C Cycle – 33rd Sunday in Ordinary Time 22
Lk. 21:5-19
The crowd easily dismissed Jesus as he said he would raise the temple in three days if it was destroyed because it was impossible to build it in three days. They knew the history of the temple. The original temple built by Solomon was destroyed by the Babylonians. The one they now worshipped in had been built after the exile and was completed in 515 BC. It is believed to have taken more than 30 years to build, but interesting to me is the first items constructed were the altar and the foundation. Paul tells us we are being built into a spiritual house and the scriptures tell us Jesus is the foundation, the cornerstone of the church. Christ is the foundation on which we build our faith.
Of course, his audience that day did not grasp the significances of what Jesus was saying because he did not fit their concept of a messiah. Jesus challenged everything they believed and everything they were taught about the Messiah.
Yet they desperately wanted what the prophets promised God would do for them. Long did they cry out for God to act and free them from the tyrannical rulers who oppressed them. After five hundred years of oppression, they desperately wanted the Messiah to show up and for God to fulfill his promise. Isaiah summed up their desire for God to act when he said, “O that you would rip open the heavens and come down with the mountains quaking before you” (Is.65:19). We are no different today, we want what God offers us as we live in a world which is still experiencing wars, famines, nation fighting against nation, earthquakes, hurricanes, and violence on our streets. Living is full of pain; sorrow and we do wonder when God will respond. But the real question for us is not where God is but how do we as Christians respond to Jesus Christ.
With all our understanding of who Jesus is and what his death and resurrection accomplished for us; we are no different than those who heard Jesus that day. We have two thousand years of history, doctrine, and faith formation. We know Jesus was not talking of a building that day. We know he was speaking about his own crucifixion and about his resurrection. But our knowing and acting on that belief is at the heart of what Jesus was saying to the disciples that day. It is a message asking each of us how are we responding to his death and resurrection.
Are we allowing the grace of God’s forgiveness to embolden us to act on what we believe, what we profess and acknowledge as the foundation of our faith? Or are we still wondering if have done enough to be worthy of the promises of God. The real issue for us is do we believe God has responded to every cry of the human heart.
I want to go back to those two things done before the temple walls were constructed, the laying of the foundation and the altar.

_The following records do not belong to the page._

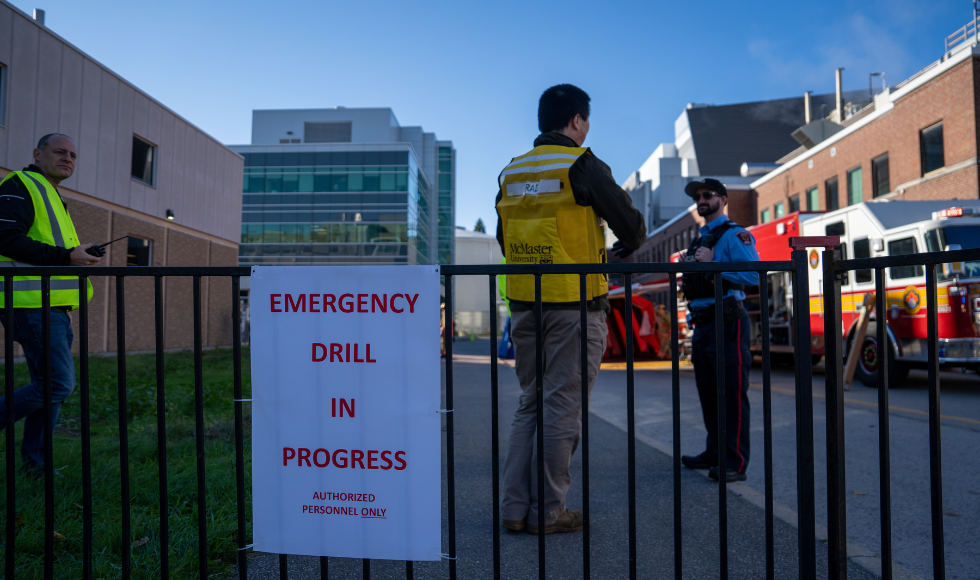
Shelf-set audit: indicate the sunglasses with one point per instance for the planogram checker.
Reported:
(706, 196)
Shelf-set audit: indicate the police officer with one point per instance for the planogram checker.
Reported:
(721, 240)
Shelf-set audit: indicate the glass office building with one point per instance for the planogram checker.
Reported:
(326, 198)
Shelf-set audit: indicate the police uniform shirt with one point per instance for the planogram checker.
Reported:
(735, 245)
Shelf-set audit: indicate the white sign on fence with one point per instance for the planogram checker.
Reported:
(346, 438)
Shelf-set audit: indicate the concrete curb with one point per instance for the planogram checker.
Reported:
(856, 553)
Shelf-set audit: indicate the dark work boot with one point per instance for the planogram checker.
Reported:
(701, 461)
(731, 475)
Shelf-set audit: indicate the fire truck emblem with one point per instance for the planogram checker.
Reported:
(912, 300)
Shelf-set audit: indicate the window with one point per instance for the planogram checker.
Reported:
(931, 147)
(833, 201)
(143, 160)
(794, 203)
(879, 176)
(855, 190)
(837, 229)
(813, 199)
(862, 249)
(901, 248)
(3, 95)
(139, 252)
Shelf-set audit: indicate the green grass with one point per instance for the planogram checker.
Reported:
(222, 517)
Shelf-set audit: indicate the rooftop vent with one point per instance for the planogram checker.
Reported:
(811, 134)
(327, 131)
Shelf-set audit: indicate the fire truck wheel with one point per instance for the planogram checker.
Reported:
(869, 360)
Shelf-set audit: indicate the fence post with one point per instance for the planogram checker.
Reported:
(804, 410)
(836, 502)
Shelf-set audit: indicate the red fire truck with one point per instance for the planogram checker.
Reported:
(871, 229)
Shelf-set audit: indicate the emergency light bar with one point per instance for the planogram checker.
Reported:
(955, 212)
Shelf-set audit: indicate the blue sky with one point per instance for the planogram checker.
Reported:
(472, 71)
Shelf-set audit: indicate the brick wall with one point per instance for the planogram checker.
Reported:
(185, 250)
(170, 247)
(220, 300)
(138, 292)
(950, 98)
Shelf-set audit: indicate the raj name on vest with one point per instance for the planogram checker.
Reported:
(346, 303)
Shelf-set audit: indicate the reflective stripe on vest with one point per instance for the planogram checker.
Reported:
(53, 226)
(34, 285)
(543, 225)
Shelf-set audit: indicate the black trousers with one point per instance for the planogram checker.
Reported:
(738, 361)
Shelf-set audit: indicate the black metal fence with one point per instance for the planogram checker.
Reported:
(798, 269)
(120, 275)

Jesus, we acknowledge is the cornerstone, the foundation on which all we believe is based. His sacrifice as the lamb slain for the sins of all is acknowledged by us each week as we gather to celebrate and give thanks for the gift of Jesus’s sacrifice. Each week we encounter him again and come to be strengthened and filled with a zeal to go out into a hostile world and proclaim him as Lord and Savior. That is what we should be doing but do we. This gospel tells us we must do more to grasp the promise of life offered us by the death and resurrection of Jesus.
We can shake our heads at those who failed to understand what Jesus was saying that day. But we need to ask ourselves if we understand what the resurrection of Christ has accomplished for us. The cross allows us to see ourselves the way God sees us, worthy of the promises of God. But unfortunately, there are enough surveys which reveal we still feel unworthy and incapable of being loved by God. It is those kinds of feelings that motivate us to do things to appease God, to do things to make up for our sins. We find ourselves doing things to feel worthy of God’s forgiveness instead of opening ourselves to receive the grace of forgiveness.

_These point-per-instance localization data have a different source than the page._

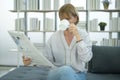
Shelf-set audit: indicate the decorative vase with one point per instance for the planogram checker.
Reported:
(102, 28)
(106, 4)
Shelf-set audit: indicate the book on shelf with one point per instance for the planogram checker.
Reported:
(26, 5)
(48, 24)
(20, 24)
(114, 24)
(46, 4)
(117, 4)
(33, 5)
(93, 25)
(34, 24)
(110, 42)
(56, 4)
(93, 4)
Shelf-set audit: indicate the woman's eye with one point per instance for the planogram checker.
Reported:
(67, 18)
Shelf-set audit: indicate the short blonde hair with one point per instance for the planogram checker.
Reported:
(69, 10)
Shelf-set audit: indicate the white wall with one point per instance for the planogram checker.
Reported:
(6, 42)
(7, 23)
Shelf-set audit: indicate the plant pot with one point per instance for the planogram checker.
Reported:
(106, 5)
(102, 28)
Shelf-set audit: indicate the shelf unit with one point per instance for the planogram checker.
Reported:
(87, 11)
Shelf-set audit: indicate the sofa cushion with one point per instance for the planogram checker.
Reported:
(27, 73)
(92, 76)
(106, 59)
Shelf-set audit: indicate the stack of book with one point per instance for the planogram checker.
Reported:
(20, 24)
(93, 4)
(110, 42)
(114, 24)
(93, 25)
(34, 24)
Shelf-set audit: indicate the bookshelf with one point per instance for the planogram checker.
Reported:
(112, 23)
(88, 10)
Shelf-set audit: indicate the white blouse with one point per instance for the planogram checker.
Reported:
(76, 55)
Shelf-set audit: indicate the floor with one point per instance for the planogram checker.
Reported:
(5, 70)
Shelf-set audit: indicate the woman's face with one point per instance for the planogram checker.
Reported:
(71, 19)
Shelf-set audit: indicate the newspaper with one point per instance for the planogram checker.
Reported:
(28, 49)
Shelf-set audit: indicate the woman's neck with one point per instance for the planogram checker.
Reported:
(68, 37)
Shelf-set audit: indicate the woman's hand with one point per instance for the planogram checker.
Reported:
(26, 60)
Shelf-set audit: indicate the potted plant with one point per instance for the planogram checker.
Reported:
(106, 4)
(102, 25)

We work to be holy instead of allowing the Spirit to change our hearts so that we become holy by the grace of God’s action within us and because of the grace of Jesus’s death on the cross. The cross made it possible for us to receive eternal life not by enduring the crosses of life but by trusting God amid suffering and pain. The cross made it possible for us to go before God as the woman caught in adultery did, with all our sins visible to God and still hear him say go, sin no more.
If today’s gospel does anything, it should have us ask ourselves if we understand how the sacrifice of Jesus on the cross removes all the barriers of sin between ourselves and God. Jesus by his willingness to be the offering for our sin made it possible for us to feel the love and forgiveness of God. It made it possible for us to be willing to invite the Holy Spirit into our lives to open the eyes of our hearts to see, to feel, to experience the power of Jesus resurrection and the great hope to which we are called. Jesus is telling us to trust in the midst of all the calamities of life we are called to be witnesses of God love and mercy.